The aim of making data more interoperable and reusable requires us to convert it from a range of formats and encodings into a standards-based representation, mapping various codes and labels into harmonised classification schemes with consistent identifiers.
That involves some heavy lifting from a data transformation point of view, but rather than needing someone with programming skills every time, we wanted a configurable tool that could be applied to all statistical datasets.
Table2qb takes data in a tabular format, and converts it into a statistical ‘data cube’, expressed using the RDF Data Cube Vocabulary. ‘RDF’ standards for Resource Description Framework and is a very flexible way of representing data, well-suited to use on the web and a core part of the Linked Data approach to data publication. The RDF Data Cube Vocabulary is an agreed structure and set of terms specifically for statistical data, and was developed and standardised by a World Wide Web Consortium (W3C) working group.
No data conversion tool can deal with every conceivable input format, so we came up with a specification for the starting point for table2qb. That is based on the ‘tidy data’ approach: a simple table where each row represents an observation and each column represents a variable. It is particular popular and well-supported in the community of R users but is easy to produce with a wide range of tools readily available to statisticians and analysts. Most people working day to day with statistical data are able to generate data in this structure. Table2qb then takes input files for the observations and for any associated classification schemes, puts it through the wringer and comes out with Linked Data.
Standards and more standards
The industrious members of the W3C produced another standard that is highly relevant to this task: the catchily titled “Model for Tabular Data and Metadata on the Web” (edited by Jeni Tennison, now CEO of the Open Data Institute). Part of this work was a generic process for generating RDF from tabular data, ‘CSV2RDF’ for short.
That is exactly what we are doing here, so we wanted to make use of this. CSV2RDF takes a CSV file, and an associated file of JSON metadata that describes its structure, and uses that to generate data in RDF format. All the cleverness in that process is tied up in the JSON metadata: table2qb is essentially a pre-processor for CSV2RDF, specific to the needs of statistical datasets, that automatically generates the metadata in the right structure.
A bonus of taking this approach is that the CSV + JSON metadata representation of the statistical dataset is in itself a useful output. Some people might want to use it like that, without going through the further step of converting to RDF.
In the GSS Data Project we had some quite large datasets to work with, and we were building on some existing software infrastructure (the open source Grafter library for processing Linked Data and Swirrl’s PublishMyData software platform for Linked Data publishing). While there were a couple of pre-existing implementations of the CSV2RDF process, it made sense for us to develop a new version of CSV2RDF, that matched the rest of our tools and met our fairly stringent performance criteria. That is available under an open source licence for anyone to use.

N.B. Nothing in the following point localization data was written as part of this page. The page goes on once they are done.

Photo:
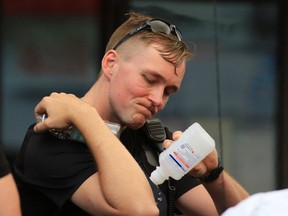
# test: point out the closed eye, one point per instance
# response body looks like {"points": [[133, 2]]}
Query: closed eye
{"points": [[149, 80]]}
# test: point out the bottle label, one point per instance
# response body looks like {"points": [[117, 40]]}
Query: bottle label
{"points": [[185, 157]]}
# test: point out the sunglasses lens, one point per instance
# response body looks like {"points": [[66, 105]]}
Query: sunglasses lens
{"points": [[156, 26], [163, 27], [159, 26]]}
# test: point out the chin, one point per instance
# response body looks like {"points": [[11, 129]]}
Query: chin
{"points": [[135, 124]]}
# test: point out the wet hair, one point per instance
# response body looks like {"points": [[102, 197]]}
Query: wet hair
{"points": [[170, 49]]}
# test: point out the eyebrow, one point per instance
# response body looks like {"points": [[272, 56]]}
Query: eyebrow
{"points": [[174, 88]]}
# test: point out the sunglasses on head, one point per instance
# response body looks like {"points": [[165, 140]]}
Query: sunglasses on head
{"points": [[156, 26]]}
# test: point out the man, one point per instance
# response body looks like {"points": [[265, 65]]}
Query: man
{"points": [[9, 198], [143, 65]]}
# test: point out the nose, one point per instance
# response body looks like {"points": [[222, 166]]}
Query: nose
{"points": [[158, 98]]}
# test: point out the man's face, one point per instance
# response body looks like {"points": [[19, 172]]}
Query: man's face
{"points": [[141, 84]]}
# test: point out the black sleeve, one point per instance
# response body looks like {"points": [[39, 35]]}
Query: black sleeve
{"points": [[52, 166], [4, 165]]}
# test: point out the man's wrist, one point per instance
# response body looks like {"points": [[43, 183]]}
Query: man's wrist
{"points": [[214, 174]]}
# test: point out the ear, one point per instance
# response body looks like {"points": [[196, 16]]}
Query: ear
{"points": [[109, 61]]}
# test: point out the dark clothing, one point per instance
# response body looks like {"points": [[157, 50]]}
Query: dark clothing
{"points": [[4, 165], [49, 170]]}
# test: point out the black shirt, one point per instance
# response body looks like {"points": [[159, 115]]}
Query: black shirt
{"points": [[4, 165], [48, 170]]}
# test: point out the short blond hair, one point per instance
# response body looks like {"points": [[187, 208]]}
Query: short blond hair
{"points": [[172, 50]]}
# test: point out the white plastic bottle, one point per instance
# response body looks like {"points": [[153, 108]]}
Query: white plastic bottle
{"points": [[192, 146]]}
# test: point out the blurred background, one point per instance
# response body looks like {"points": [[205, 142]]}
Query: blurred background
{"points": [[235, 86]]}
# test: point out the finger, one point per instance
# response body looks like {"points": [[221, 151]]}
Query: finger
{"points": [[166, 144], [176, 135], [39, 127]]}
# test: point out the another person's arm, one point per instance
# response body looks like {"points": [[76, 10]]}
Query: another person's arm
{"points": [[120, 186]]}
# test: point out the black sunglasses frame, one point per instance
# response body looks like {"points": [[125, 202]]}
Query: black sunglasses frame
{"points": [[154, 28]]}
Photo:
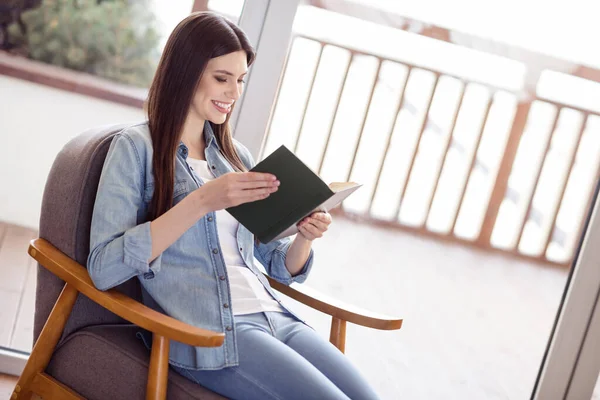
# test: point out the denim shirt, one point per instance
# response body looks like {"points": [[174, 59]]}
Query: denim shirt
{"points": [[188, 281]]}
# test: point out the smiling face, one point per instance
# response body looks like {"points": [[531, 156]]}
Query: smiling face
{"points": [[220, 86]]}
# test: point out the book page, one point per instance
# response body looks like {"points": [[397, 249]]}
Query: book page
{"points": [[343, 190]]}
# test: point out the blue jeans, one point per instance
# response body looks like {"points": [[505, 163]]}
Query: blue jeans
{"points": [[281, 358]]}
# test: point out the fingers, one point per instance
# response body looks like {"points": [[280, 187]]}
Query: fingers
{"points": [[317, 223], [256, 177], [309, 231], [248, 185]]}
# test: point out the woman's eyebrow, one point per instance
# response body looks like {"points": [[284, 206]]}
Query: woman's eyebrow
{"points": [[222, 71]]}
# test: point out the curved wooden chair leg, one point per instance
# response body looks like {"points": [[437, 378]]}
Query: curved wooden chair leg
{"points": [[158, 371], [44, 346], [337, 335]]}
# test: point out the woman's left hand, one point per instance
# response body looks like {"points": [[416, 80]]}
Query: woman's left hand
{"points": [[315, 225]]}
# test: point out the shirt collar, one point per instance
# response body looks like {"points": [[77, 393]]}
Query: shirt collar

This diagram summarises the steps in the process:
How table2qb transforms Tidy Data into RDF
The hard bit
All of the above took a lot of work, but the really hard bit of this process is not so much the tools for data transformation but the choice of how you organise that data to start with.
All statisticians are familiar with classification schemes: the way that the lowest level data is divided up and aggregated to suit the needs of statistical publications. Unfortunately, in many cases different organisations use different schemes, and the documentation on how such classifications are defined and encoded is not always easy to get hold of.
That is at the heart of why some statistical data is hard for people to use: it’s not always what the data means and whether or how data from different sources can be compared. Our aim in the GSS Data Project has been to investigate the idea of ‘dataset families’ where the relationships between various datasets on a topic have been examined, with a view to promoting their effective use.
Greater harmonisation and re-use of classification schemes in statistical data is a challenge and will require changes in working processes and perhaps also in mindset. It’s a challenge that the whole GSS will need to collaborate on. Table2qb doesn’t solve that problem but it provides a simple and effective tool to work with statistical data and statistical classifications and we think it’s an important building block for the future.